Firewalker

“Okay.”


“Now gently reach out, barely brushing their minds, and look through the lenses.”

Lily thought about Tristan, Breakfast, and Una and ever so softly looked. “Oh my God,” she gasped, sticking out her arm and grabbing on to Rowan’s jacket to balance herself. What she saw was a sweeping, panoramic 3-D view of one particular place in the woods. It was bobbing up and down as the three of them walked.

“Okay, stop,” Rowan said, trying not to laugh. “You don’t know how to integrate what you’re seeing yet, and I don’t want you to throw up.”

Lily disentangled her mind and regained her balance. “That was freaky.”

“So I’ve heard,” he said, his eyes momentarily darkening as they usually did when he referenced Lillian.

“Can you do this with your stone kin?” Lily asked.

“No. Only witches have enough control over the minds of their claimed to make a mosaic. And you can make one for any moment in time. You can skip through the minds of your claimed at”—he waved a hand, making it up as he went along—“noon two weeks ago, and watch one person run through a crowd of them, like you’re following alongside that running person. All you need is for that person to keep running past people you have claimed.”

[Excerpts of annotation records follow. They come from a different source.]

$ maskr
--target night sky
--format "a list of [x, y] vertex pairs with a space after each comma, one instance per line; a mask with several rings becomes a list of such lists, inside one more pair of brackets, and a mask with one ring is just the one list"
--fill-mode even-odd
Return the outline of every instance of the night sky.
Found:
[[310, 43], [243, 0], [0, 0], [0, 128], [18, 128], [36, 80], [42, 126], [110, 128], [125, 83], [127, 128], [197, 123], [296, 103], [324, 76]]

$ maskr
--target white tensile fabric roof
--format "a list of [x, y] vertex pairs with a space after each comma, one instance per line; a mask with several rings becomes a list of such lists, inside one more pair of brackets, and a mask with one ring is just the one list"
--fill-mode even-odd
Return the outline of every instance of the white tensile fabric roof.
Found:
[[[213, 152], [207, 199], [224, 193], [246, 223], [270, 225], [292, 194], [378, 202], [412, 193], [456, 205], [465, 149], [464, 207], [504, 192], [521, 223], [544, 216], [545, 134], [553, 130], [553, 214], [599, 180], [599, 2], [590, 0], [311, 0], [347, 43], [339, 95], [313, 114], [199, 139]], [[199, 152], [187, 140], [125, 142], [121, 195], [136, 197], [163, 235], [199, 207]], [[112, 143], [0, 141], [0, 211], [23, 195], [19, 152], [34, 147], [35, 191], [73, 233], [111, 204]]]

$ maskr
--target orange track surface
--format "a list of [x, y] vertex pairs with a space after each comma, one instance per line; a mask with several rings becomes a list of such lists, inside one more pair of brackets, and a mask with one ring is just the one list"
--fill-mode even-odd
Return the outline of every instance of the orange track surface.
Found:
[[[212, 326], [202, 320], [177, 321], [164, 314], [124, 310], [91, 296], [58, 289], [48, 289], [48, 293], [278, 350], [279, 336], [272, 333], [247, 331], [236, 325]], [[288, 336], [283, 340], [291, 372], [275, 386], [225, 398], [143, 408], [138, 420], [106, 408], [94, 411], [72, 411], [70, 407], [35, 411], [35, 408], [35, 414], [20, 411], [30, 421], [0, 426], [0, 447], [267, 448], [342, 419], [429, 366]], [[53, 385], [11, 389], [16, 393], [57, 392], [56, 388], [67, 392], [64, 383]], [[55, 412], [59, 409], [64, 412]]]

“I can spy on people who I haven’t claimed by using my claimed like surveillance cameras?” she asked, starting to feel uncomfortable with this ability.

“Yes. Your claimed don’t even have to be aware of the person running past. They don’t need to actively remember an incident—it could be background noise to them—but as long as they were there at noon two weeks ago, an imprint of it is somewhere in their willstones, and you can find it.”

“I can access memories people don’t even know they have?”

“Yes.”

“That’s—” Lily broke off, stunned. “The word ‘wrong’ doesn’t seem to be strong enough in this instance.”

“It’s very useful,” Rowan said with a shrug. “Say someone kidnapped a child in the Swallows at sometime between four and eight last Wednesday,” he said, making up another hypothetical time and place. “You could find that child and see who took her by using the memories of your claimed who happened to be in the Swallows at that time. Even if they weren’t aware that the girl was being kidnapped, if it occurred somewhere in their field of vision, you can filter it out and find it. Mind mosaics can save lives.”

“But it’s like being Big Brother,” Lily sputtered, horrified. Rowan obviously didn’t get the reference. “I’m not asking permission, and my claimed never know it happened. That violates their basic right to privacy,” she explained. Lily couldn’t understand how Rowan could be so accepting of this.

“Absolute privacy is one of the things you agree to give up when you let a witch claim you,” he replied, a little confused by Lily’s outburst. “Lily, you saw some of my most intimate memories when you claimed me. You knew this was how it worked.”

“Yeah, but that was unavoidable. And claiming is a one-time thing.”

“Most witches don’t see it that way. If they want general information—not an entire specific memory, okay? We’re just talking about snapshots in time. If a witch wants to see what a group of her claimed has seen, she usually just takes it from their minds.”

“Well, in the world where I grew up that’s totally wrong.”

He stared at her for a while. The look he had on his face made him seem younger than usual.

“What?” Lily asked, half a smile tugging at her lips. “Why the goofy look?”

“You’re just cute,” he said, wrapping an arm around her neck and kissing the top of her head.